These seven are among more than a dozen Americans captured or identified by the US government and its allies as actively supporting jihad, or holy war, in the past two years.

Some, according to prosecutors, were inspired by the US involvement in the Iraq and Afghanistan wars.

Others, like the accused Pennsylvania woman, allegedly wanted to avenge what they considered an insult to the Prophet Mohammed.

Many travelled overseas to get terrorist training. Some used home computers to foment plots. There is no evidence that these cases are connected in any way. But they underscore the new reality that there is a threat from violent Islamic extremism from within the US.

It is difficult to say whether the uptick in cases is because law enforcement has gotten better at catching suspects or if there are simply more to catch.

Most of the cases ended with suspects captured before they could act on their plans.

Determining how quickly a suspected homegrown terrorist goes from adopting extremist rhetoric to becoming a suicide bomber is a challenge to law enforcement. Some people never make that leap. Others do it in a matter of months or years. “Individuals can be radicalised in a number of ways — by direct contact with terrorists abroad or in the United States, over the Internet or on their own through a process of self-radicalisation,” said Assistant Attorney General David Kris, the top counterterrorism official at the Justice Department. These cases, Kris said, “underscore the constantly evolving nature of the threat we face.” Some homegrown terrorists take much longer to show their militant leanings.

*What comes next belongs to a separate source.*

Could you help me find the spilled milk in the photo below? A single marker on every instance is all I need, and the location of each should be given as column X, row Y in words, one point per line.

It is not a new concept for Americans to join the jihadi cause. In 2001, John Walker Lindh was arrested in Afghanistan for fighting with the Taliban. Raised Catholic, the California native was 12 when he saw the movie Malcolm X and became interested in Islam. A few years later, the teenager who liked hip-hop music converted to Islam.

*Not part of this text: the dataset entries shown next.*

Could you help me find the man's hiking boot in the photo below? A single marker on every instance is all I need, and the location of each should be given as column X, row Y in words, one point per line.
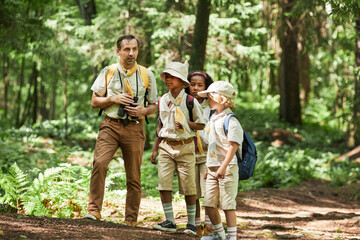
column 200, row 230
column 208, row 229
column 213, row 236
column 190, row 229
column 166, row 226
column 93, row 215
column 131, row 223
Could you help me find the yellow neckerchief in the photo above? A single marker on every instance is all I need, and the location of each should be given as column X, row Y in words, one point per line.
column 198, row 139
column 179, row 115
column 127, row 74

Being an American with terrorist leanings is not an automatic ticket into a group like Al Qaeda. Many of these groups are suspicious of Americans and worry they are spies for the US government.

But in the world of jihadi recruitment, it’s like winning a gold medal when an American is trusted and decides to join a terrorist network, Tomarchio said. In many cases they have no criminal record and can blend into society, like the woman who allegedly called herself Jihad Jane, and travel internationally with ease.